Boswell describes the author, Herbert Croft, as 'then a Barrister of Lincoln's Inn, now a clergyman.' Boswell's Johnson, iv. 58. In 1784 Croft met Johnson at Pembroke College. 'I am afraid,' writes Boswell, 'he was somewhat mortified by Dr. Johnson's not being highly pleased with some Family Discourses which he had printed; they were in too familiar a style to be approved of by so manly a mind.' Ib. iv. 298.

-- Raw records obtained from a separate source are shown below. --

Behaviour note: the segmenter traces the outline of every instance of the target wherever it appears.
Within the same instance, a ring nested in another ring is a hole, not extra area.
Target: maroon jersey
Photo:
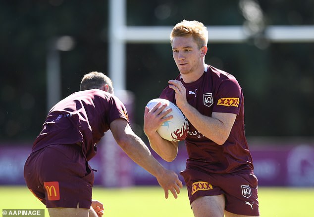
[[[114,96],[98,89],[74,93],[49,111],[32,152],[51,145],[82,143],[89,160],[96,154],[95,145],[118,118],[128,121],[124,105]]]
[[[187,169],[215,174],[252,172],[252,159],[244,134],[243,94],[235,78],[209,65],[202,76],[192,83],[185,83],[180,75],[176,80],[185,87],[188,103],[201,114],[209,117],[213,112],[237,114],[230,135],[221,145],[189,122],[189,135],[185,140],[189,156]],[[175,104],[175,93],[167,86],[159,97]]]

Croft, in a passage first printed in the second edition, says that he could not prevail on Johnson 'to make any alterations,' though he insisted on striking out one passage.' Post, YOUNG, 153. Johnson wrote of Croft's work to Nichols :-'What is crossed with black is expunged by the authour; what is crossed with red is expunged by me. If you find anything more that can be well omitted I shall not be sorry to see it

yet shorter.' Boswell's Johnson, iv. 58.

The Rev. John Hussey John. Misc. Preface, p. 12) recorded in a marginal note:-'Soon after the publication of the Prefaces, on my telling Dr. Johnson that I heard some reflections on the Life of Young being too long, and that he was too frequently called the Author of the Night Thoughts, he replied:-"Nay, I can acquit myself of the first charge, and Mr. Croft of the other. I expunged nearly half that was written, and he was called the Author of the Night Thoughts by my recom

mendation."

Of this Life by Croft Boswell writes :—' It has always appeared to me to have a considerable share of merit, and to display a pretty successful imitation of Johnson's style. When I mentioned this to a very eminent literary character [Burke], he opposed me vehemently, exclaiming, "No, no, it is not a good imitation of Johnson; it has all his pomp without his force; it has all the nodosities of the oak without its strength." This was an image so happy, that one might have thought he would have been satisfied with it; but he was not. And setting his mind again to work, he added, with exquisite felicity, "It has all the contortions of the Sybil, without the inspiration." Boswell's Johnson, iv.59.

It is strange that Boswell, whose own style is excellent, should have liked this intolerable piece of affectation. Happily for me it is no duty of mine to edit Croft.